Peggy Noonan Wanders Upper East Side, Discovers Economic Depression
Oh heavens, Madame Peggy Noonan, princess of the Wall Street Journal banking pamphlet, has journeyed outside her loft again: "A moment last Monday, just after noon, in Manhattan. It's slightly overcast, not cold, a good day for walking. I'm in the 90s on Fifth heading south, enjoying the broad avenue, the trees, the wide cobblestone walkway that rings Central Park. Suddenly I realize: Something's odd here."

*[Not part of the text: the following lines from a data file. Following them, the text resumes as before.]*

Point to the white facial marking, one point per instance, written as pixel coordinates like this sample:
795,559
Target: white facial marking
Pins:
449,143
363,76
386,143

You may remember Peggy's important Thanksgiving 2008 column in which she described another day when she left her loft, wandered around the Upper East Side, saw a few things, and made sweeping generalizations about the state of the American economy:
I am thankful for something we’re not seeing. One of the weirdest, most perceptually jarring things about the economic crisis is that everything looks the same. We are told every day and in every news venue that we are in Great Depression II, that we are in a crisis, a cataclysm, a meltdown, the credit crunch from hell, that we will lose millions of jobs, and that the great abundance is over and may never return. Three great investment banks have fallen while a fourth totters, and the Dow Jones Industrial Average has fallen 31% in six months. And yet when you free yourself from media and go outside for a walk, everything looks . . . the same.
She had expected, with a sort of bittersweet curiosity, to discover various stereotypical, '30s-era hobo anachronisms transplanted into her neighborhood, fighting over chunks of rubber for the noble purpose of chewing: "In the Depression people sold apples on the street. They sold pencils. Angels with dirty faces wore coats too thin and short and shivered in line at the government surplus warehouse." She saw none of these things, sadly. She did not even see a Mexican.

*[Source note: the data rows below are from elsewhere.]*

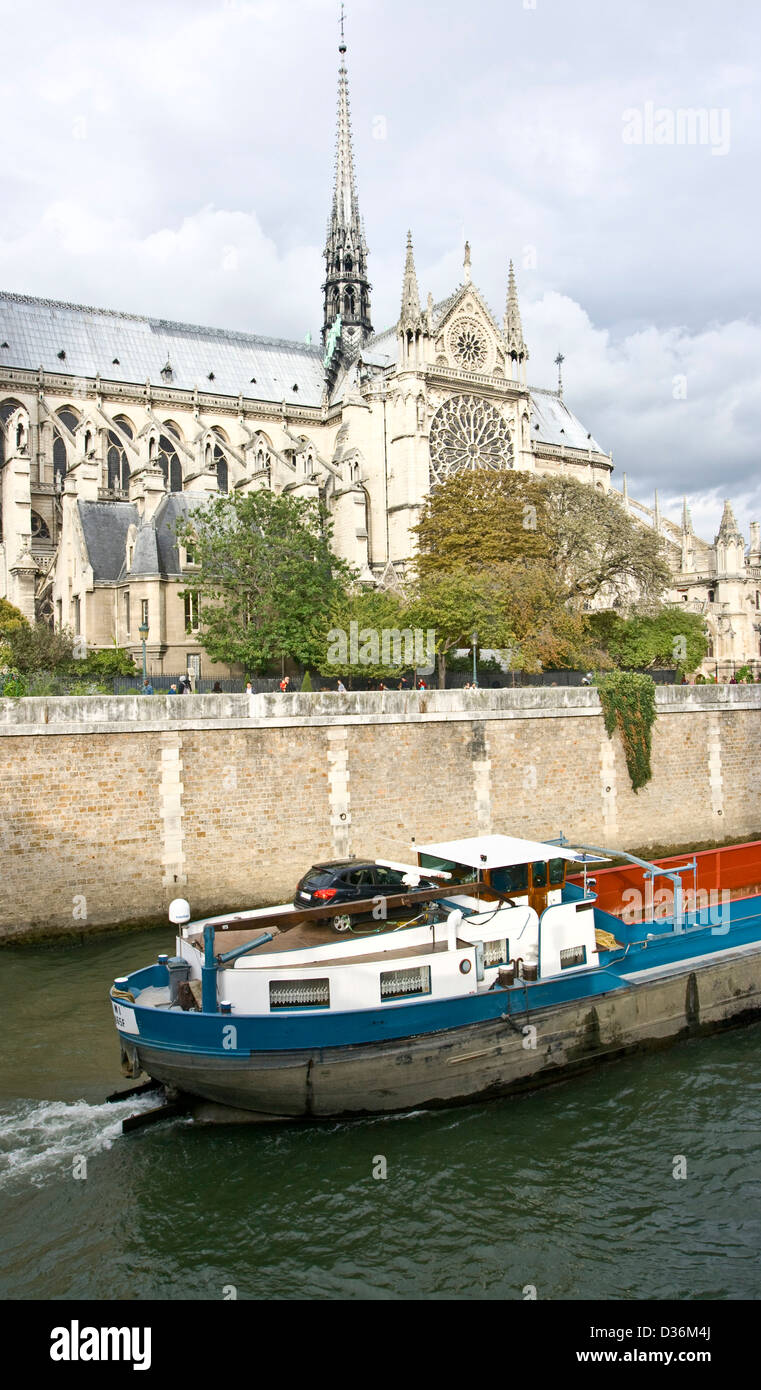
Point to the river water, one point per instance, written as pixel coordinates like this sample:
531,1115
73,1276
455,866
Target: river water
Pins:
569,1191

On her most recent perambulations, however -- as documented in today's stark edition of "Declarations" -- she discovered that indeed, there is an actual economic Depression, at least within a 36-square-block portion of the Upper East Side in Manhattan:
Something's strange. It's quiet. I can hear each car go by. The traffic's not an indistinct roar. The sidewalks aren't full, as they normally are. It's like a holiday, but it's not, it's the middle of a business day in February. I thought back to two weeks before when a friend and I zoomed down Park Avenue at evening rush hour in what should have been bumper-to-bumper traffic.
The Earth speaks to Peggy Noonan in such subtleties.

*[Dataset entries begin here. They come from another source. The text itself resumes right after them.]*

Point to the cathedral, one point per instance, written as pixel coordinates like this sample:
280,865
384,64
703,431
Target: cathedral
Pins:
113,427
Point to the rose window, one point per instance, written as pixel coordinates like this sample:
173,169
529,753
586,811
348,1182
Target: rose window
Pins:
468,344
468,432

At last, the thrust of the piece: "If you want to feel the bruise of what's happened, pick a neighborhood full of shops and go up and down the street." She, for example, will arbitrarily select to study the Upper East Side. Starting from her initial observation on Fifth Avenue in the 90s, we stroll east to the impoverished Second Avenue.
"Here's Second Avenue in the 80s. A jewelry and consignment store on 84th has a new sign on the window: 'We Buy Gold.' Paul is at the counter, spraying the tarnish off a silver chain. How's business? 'No buyin', no sellin', no nothin'. It's a joke.'"
"In a liquor store just off 82nd, the owner, from India, says volume is still high but profits are down."
"On 81st, the kosher restaurant has closed."
"On 79th, the Talbots is gone. 'Left a few months ago,' says the doorman next door."
"Turn down to Madison Avenue..."
"The windows of the Jil Sander shop on Madison off 79th are newly covered in paper. A sign says they plan to relocate."
"At 84th and Madison, a ladies boutique has a new sale: 'Buy 2 sale items (already marked down 50% off) 3rd item Free!'"
"The Boltons on 86th and Madison, gone."
"The children's boutique off 87th, gone."
"And every day there's a new surprise. Wednesday it was the little French dress shop on 91st and Madison. The sale sign in the front window said 80% off. 'Is she moving?' I asked a woman in line for the dressing room. 'She's closing,' she said."
Her view of the nation's economic status most likely changed from "thriving" to "Endless Depression" at the specific moment she noticed that Talbot's was closed. She just wanted to go shopping at Talbot's. Is that asking so much?